Mit einem Ruck stehe ich auf. Lorelei steht ebenfalls auf, ihr Schwanz wedelt, und sie beobachtet mich, wie ich den Rucksack in die Hand nehme und öffne. Langsam ziehe ich den braunen Umschlag heraus – und mir wird wieder ganz heiß. Ich setze mich im Schneidersitz hin und öffne den Umschlag. Dann ziehe ich die Geldscheine heraus. So viel Geld.

Ich zähle die Scheine, und mit zitternden Fingern packe ich sie wieder zurück. James hatte nicht gelogen – es sind wirklich 40.000 Pfund. Mir wird schlagartig bewusst, dass das echt ist, und ich schaue mich hektisch nach einem guten Versteck um. Niemand darf das Geld sehen – zumindest nicht, solange ich nicht weiß, was ich damit machen soll.

Mein Blick fällt auf meinen Nachttisch. Ich ziehe die unterste Schublade heraus – meine Snack-Schublade. Ich verstecke den Umschlag unter Chips und Gummibärchen.

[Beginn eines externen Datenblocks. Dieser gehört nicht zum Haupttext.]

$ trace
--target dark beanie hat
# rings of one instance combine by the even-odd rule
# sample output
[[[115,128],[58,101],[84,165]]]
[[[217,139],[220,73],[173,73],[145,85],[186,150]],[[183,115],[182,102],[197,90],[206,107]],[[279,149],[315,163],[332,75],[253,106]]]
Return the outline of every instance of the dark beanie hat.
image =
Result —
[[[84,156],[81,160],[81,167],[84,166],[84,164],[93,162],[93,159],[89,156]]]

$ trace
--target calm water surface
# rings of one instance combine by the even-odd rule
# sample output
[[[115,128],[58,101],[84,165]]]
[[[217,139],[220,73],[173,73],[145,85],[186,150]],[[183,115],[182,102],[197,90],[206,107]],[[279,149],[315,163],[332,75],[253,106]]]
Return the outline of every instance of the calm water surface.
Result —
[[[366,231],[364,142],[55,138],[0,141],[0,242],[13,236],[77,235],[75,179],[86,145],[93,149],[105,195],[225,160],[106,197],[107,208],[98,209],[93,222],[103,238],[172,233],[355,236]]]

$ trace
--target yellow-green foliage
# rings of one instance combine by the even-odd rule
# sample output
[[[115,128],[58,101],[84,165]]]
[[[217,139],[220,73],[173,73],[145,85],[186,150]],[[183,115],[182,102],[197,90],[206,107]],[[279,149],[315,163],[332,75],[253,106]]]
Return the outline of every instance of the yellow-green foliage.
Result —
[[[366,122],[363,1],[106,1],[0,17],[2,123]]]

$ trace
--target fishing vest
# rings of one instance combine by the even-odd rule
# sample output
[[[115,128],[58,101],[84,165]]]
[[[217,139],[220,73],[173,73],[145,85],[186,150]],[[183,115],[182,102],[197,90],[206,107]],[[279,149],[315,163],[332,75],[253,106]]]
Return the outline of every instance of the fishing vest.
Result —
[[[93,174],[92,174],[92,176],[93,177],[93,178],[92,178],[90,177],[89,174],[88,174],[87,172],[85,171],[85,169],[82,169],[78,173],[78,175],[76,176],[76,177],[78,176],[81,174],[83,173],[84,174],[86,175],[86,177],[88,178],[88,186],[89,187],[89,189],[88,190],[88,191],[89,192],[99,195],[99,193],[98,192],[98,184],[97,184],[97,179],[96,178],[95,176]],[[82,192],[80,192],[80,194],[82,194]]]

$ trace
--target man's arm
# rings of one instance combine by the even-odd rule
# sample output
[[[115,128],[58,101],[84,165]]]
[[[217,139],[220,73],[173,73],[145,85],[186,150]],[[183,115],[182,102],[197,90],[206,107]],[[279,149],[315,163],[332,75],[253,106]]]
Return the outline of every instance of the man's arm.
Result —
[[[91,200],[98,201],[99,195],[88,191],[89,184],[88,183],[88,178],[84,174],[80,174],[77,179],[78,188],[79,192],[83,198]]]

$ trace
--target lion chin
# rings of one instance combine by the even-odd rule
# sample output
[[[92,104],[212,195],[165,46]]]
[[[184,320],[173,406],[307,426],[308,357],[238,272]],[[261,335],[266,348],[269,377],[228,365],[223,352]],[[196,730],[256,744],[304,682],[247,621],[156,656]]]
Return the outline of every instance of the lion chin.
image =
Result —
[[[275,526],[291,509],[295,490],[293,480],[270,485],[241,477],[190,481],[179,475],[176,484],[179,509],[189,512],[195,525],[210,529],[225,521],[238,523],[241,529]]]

Müde schalte ich das Licht aus und stattdessen die kleine Lampe an meinem Bett an. Dann setze ich mich wieder neben Lorelei. Tausend Gedanken toben in meinem Kopf – eigentlich sollte ich schlafen. Ich rolle mich unter meiner Decke zusammen und kuschle mich an Lorelei.

Doch plötzlich habe ich einen Geistesblitz und setze mich wieder auf – diesmal aber nicht so hektisch, damit die Hündin sich nicht noch einmal erschreckt. Ich stehe auf, tapse zu meinem Schreibtisch und schalte meinen Computer ein. Er hatte meinem Vater gehört und ist dementsprechend schon etwas älter, wodurch er beim Hochfahren langsamer ist.

Das gibt mir Zeit, noch einmal darüber nachzudenken. Doch dann leuchtet das Display endlich auf, und mein Entschluss steht fest.

Ich werde dem Arzt meines Bruders eine E-Mail schreiben.

Das Geld ist da. Die Operation kann endlich stattfinden.